Kim Guthrie is a compulsive photographer. He documents his encounters with the people, objects, scenes, signs and settings that he encounters daily in his surrounds and travels. Guthrie explains:
I’ve spent most of my career to date being overlooked and ignored because the world admires popular culture and my worldview is an un-popular culture — things the general population don’t usually aspire to or are used to rejecting, because of social bias. I spent the 1980s living on the margins of society addicted to heroin and developed a mutual respect for outsiders and the marginalised. My photographs are a work-in-progress, an ongoing self-portrait informed by my own aesthetic filter: my art training, composition, art historical references, colour relationships, and my personal history. It’s low-fi with no Photoshop gimmickry or artifice, just the trust of the ‘strangers’ I encounter and ‘things’ as they present themselves to me. Some things have a particular magic that compels my image-making. I share a love for and affinity with the regularly ignored people and things in society — the honesty and resilience of ordinariness, diametrically opposed to a fatuous celebrity culture. To the rest of the world, we are exotic — a unique melting pot that is our distinctive cultural identity, our Australian-ness.

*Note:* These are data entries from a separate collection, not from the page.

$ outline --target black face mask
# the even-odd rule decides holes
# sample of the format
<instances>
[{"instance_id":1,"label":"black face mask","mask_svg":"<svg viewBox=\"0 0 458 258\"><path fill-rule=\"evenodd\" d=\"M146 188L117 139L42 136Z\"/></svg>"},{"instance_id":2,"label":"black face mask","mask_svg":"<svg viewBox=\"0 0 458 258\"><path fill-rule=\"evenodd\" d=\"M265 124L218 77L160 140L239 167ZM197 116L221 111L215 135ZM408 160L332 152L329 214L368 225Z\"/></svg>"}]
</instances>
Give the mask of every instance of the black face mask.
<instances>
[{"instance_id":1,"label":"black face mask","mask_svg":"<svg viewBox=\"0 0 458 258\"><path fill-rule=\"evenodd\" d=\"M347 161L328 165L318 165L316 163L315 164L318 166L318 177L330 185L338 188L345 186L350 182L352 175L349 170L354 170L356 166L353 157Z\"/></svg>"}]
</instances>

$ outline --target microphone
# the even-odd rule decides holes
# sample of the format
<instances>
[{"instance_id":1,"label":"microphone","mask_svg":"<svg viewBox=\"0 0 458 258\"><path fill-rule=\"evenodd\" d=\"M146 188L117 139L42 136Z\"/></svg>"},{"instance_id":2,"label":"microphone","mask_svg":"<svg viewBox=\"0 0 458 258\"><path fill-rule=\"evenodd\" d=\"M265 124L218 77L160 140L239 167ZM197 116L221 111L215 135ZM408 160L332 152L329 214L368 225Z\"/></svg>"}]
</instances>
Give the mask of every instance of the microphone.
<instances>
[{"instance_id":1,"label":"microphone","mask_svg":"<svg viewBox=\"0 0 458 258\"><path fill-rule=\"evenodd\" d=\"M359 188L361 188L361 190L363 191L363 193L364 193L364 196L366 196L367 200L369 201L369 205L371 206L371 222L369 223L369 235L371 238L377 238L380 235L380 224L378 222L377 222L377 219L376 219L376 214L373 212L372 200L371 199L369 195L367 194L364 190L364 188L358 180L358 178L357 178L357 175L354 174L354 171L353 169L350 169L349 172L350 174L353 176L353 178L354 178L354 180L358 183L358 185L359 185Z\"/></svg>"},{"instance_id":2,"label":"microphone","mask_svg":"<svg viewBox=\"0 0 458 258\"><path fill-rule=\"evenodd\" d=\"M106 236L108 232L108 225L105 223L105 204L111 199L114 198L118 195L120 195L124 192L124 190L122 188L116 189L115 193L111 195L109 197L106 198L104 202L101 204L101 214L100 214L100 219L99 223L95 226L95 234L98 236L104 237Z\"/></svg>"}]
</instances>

After a lifetime immersed in the language of visual art, I celebrate the uncelebrated as culturally significant.
By extension Guthrie’s broader practice can be seen as a cumulative self-portrait in which the true subject is hidden behind the lens.
Kim Guthrie’s ‘My vanishing act’ series is on view in ‘GOMA Q: Contemporary Queensland Art’ currently at the Gallery of Modern Art (GOMA) until 11 October. The accompanying publication profiles the latest innovations and achievements by some of Queensland’s leading visual artists.